Poet Andrew McMillan's Physical won The Guardian First Book Award last year.

The Swansea University-backed award will go to the best published literary work in English, written by an author aged 39 or under.

Chair of the judges Prof Dai Smith called the works "eye-catching, eclectic and totally energising".

Image source, Dylan Thomas Prize/Lucy Dickens
Image caption,

Clockwise from top left Claire-Louise Bennett, Max Porter, Sunjeev Sahota, Frances Leviston, Tania James and Andrew McMillan

The shortlisted writers are:

  • Claire-Louise Bennett (Wiltshire), Pond - a debut collection of 20 short stories featuring the same female character.

  • Tania James (Washington, USA), The Tusk that Did the Damage - set in India, where she once lived, a novel told through the voice of an elephant, a poacher and a film-maker.

  • Frances Leviston (Edinburgh), Disinformation - poet following up her award-winning debut collection.

  • Andrew McMillan (Manchester), Physical - the son of poet and broadcaster Ian McMillan, published his debut collection last year and is a lecturer in creative writing in Liverpool and co-founder of the literary magazine Cake.

  • Max Porter (London), Grief is the Thing with Feathers - works in publishing, a novella about a family's loss of their mother.
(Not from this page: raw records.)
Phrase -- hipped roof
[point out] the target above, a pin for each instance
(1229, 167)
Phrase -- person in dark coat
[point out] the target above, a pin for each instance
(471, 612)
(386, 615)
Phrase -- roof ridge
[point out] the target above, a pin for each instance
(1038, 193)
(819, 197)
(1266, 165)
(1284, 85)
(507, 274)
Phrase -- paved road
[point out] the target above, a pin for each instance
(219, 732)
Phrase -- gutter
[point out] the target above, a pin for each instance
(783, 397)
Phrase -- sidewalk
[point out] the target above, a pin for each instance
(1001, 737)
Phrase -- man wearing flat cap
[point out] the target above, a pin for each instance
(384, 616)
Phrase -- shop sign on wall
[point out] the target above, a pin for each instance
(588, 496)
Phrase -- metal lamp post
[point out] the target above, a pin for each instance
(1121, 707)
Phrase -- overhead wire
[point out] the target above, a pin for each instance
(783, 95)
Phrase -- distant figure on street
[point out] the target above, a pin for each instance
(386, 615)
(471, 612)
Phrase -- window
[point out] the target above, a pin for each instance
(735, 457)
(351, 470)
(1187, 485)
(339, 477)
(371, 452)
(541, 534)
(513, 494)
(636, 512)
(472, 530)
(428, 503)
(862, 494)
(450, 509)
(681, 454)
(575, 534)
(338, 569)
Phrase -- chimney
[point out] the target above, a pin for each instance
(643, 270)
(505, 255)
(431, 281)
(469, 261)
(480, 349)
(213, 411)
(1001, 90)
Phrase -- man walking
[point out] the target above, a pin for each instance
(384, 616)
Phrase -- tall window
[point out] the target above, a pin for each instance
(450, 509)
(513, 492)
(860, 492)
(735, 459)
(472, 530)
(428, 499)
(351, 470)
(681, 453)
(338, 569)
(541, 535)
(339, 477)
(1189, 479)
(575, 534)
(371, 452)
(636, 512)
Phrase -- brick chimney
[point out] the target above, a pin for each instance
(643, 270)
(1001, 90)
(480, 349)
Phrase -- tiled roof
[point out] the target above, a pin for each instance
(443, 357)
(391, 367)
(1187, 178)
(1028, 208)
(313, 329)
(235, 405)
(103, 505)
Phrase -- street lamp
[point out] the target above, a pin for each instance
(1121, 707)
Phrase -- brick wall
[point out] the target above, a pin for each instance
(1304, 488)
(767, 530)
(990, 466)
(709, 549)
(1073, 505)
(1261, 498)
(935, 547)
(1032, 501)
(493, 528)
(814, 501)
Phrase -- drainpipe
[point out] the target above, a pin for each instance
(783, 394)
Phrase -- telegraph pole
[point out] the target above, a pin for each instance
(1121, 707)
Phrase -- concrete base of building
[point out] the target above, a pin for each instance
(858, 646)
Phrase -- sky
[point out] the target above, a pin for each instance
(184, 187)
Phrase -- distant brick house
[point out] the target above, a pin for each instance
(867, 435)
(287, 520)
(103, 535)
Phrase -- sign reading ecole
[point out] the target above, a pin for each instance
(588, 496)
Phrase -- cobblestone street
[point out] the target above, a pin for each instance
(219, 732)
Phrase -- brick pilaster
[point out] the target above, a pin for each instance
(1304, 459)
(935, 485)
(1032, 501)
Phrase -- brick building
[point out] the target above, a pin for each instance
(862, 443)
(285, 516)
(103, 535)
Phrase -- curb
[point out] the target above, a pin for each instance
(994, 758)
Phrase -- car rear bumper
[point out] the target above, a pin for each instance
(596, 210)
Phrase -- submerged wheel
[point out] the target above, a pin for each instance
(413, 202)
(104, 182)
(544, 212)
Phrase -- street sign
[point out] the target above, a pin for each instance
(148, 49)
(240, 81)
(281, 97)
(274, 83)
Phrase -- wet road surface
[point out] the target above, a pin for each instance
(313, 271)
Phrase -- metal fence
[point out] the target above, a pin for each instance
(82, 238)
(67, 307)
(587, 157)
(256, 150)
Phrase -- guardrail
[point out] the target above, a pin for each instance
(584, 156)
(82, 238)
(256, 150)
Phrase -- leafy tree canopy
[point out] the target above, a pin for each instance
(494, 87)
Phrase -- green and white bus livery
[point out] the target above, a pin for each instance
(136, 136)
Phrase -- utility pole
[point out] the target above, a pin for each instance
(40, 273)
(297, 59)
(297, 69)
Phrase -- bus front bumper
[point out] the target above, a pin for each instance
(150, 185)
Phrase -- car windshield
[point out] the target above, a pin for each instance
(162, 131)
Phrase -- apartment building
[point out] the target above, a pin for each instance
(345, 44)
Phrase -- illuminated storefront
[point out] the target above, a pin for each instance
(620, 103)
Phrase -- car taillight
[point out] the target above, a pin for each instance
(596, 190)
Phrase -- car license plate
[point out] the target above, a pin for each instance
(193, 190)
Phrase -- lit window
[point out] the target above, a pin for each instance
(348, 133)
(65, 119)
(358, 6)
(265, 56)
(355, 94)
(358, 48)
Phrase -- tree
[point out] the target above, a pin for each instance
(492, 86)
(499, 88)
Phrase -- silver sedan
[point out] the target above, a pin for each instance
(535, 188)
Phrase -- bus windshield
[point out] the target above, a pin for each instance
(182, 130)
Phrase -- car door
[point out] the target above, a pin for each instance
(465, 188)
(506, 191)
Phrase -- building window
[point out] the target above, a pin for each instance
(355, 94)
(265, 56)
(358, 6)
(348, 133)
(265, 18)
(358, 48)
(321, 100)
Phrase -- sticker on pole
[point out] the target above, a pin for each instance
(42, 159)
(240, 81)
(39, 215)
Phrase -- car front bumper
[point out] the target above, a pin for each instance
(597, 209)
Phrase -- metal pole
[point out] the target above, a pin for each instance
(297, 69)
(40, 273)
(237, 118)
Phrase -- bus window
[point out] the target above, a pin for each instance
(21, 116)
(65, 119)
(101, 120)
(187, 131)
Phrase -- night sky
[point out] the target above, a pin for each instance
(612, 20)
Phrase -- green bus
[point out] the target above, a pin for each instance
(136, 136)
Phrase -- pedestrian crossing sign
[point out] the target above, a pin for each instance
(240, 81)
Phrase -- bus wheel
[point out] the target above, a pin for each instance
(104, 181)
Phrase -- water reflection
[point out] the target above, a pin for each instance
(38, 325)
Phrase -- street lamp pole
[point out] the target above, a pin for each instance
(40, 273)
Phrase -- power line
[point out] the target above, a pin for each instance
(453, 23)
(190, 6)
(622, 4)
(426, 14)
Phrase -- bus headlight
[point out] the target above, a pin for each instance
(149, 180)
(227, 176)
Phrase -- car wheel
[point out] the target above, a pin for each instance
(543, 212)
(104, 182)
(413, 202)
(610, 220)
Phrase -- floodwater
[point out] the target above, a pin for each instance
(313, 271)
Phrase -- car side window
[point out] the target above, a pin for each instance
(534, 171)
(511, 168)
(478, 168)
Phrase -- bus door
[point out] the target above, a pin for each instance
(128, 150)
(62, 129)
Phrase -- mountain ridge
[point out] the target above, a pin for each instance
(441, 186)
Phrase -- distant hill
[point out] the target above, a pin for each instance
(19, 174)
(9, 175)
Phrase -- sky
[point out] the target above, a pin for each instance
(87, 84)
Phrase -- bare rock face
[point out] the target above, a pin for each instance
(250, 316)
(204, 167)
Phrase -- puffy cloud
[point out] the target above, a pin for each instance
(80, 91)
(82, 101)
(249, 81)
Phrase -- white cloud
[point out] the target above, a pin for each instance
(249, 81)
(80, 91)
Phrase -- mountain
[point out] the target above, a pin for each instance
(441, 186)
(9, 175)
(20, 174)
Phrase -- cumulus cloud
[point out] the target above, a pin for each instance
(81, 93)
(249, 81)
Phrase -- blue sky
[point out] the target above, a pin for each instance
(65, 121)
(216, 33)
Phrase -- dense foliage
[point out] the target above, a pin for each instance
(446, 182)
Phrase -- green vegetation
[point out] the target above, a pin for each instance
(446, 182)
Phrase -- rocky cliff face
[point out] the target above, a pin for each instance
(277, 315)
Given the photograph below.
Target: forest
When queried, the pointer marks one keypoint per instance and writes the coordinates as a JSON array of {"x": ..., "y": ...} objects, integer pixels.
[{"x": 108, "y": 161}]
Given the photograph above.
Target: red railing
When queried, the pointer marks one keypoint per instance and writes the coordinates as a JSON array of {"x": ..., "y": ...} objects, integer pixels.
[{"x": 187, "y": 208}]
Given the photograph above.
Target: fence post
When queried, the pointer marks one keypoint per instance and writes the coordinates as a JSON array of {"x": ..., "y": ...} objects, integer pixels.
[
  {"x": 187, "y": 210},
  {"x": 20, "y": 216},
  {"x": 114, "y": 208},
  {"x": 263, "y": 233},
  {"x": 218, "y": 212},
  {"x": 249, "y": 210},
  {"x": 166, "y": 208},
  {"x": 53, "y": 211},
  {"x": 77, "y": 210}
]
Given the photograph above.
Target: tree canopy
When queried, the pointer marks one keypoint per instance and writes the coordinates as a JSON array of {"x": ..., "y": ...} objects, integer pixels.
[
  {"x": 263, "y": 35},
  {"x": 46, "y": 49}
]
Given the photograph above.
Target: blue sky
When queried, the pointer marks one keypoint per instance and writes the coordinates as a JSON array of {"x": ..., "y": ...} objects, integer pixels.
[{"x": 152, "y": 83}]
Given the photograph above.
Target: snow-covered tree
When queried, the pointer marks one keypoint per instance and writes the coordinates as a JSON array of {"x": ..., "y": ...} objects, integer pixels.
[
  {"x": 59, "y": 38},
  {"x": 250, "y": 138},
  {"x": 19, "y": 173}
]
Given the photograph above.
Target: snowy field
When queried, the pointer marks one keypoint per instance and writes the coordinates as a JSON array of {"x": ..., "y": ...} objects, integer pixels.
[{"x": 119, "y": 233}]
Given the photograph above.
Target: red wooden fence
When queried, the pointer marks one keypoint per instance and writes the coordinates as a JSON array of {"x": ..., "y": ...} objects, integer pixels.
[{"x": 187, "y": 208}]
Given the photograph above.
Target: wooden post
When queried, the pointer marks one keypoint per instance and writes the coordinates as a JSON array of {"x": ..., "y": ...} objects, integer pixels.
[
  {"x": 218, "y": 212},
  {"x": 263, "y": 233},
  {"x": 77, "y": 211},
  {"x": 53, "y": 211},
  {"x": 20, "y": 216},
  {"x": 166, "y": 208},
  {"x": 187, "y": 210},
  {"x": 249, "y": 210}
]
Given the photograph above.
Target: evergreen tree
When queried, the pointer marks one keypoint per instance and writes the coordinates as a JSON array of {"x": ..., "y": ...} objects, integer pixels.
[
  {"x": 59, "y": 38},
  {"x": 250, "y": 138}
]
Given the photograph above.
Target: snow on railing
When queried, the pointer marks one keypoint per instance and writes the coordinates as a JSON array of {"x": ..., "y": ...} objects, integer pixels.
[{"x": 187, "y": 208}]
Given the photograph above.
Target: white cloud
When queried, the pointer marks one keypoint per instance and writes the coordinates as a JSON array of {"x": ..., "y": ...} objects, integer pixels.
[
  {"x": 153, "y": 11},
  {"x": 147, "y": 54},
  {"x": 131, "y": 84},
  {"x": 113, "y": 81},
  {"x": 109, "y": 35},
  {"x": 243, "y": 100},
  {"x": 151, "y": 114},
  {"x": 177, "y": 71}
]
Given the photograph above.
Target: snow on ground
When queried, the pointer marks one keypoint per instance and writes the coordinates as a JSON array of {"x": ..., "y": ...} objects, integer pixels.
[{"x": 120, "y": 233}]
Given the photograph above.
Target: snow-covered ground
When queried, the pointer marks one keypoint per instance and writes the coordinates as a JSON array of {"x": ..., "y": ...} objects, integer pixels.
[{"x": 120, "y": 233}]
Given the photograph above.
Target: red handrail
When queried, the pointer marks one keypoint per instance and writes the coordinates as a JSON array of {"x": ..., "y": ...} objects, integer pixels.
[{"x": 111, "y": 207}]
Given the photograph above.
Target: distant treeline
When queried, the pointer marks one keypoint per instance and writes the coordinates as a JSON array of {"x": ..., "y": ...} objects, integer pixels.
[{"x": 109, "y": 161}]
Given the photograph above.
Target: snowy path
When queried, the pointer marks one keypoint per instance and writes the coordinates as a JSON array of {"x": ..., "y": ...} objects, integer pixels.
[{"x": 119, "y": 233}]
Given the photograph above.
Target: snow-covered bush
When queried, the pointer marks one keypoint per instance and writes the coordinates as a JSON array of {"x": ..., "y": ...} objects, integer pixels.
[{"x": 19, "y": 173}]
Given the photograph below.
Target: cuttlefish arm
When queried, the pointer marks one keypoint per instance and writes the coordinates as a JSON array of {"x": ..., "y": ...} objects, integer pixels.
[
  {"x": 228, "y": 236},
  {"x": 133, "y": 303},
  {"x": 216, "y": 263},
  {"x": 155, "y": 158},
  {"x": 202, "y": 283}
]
  • Sunjeev Sahota (Sheffield), The Year of the Runaways - Indian migrant workers living in Sheffield, shortlisted for the 2015 Man Booker Prize.

A set of short stories set in Caerphilly by locally-born writer Thomas Morris was on the long list but did not make the final cut.

The winner will be announced at a gala ceremony at Swansea University, which sponsors the prize, on International Dylan Thomas Day, 14 May.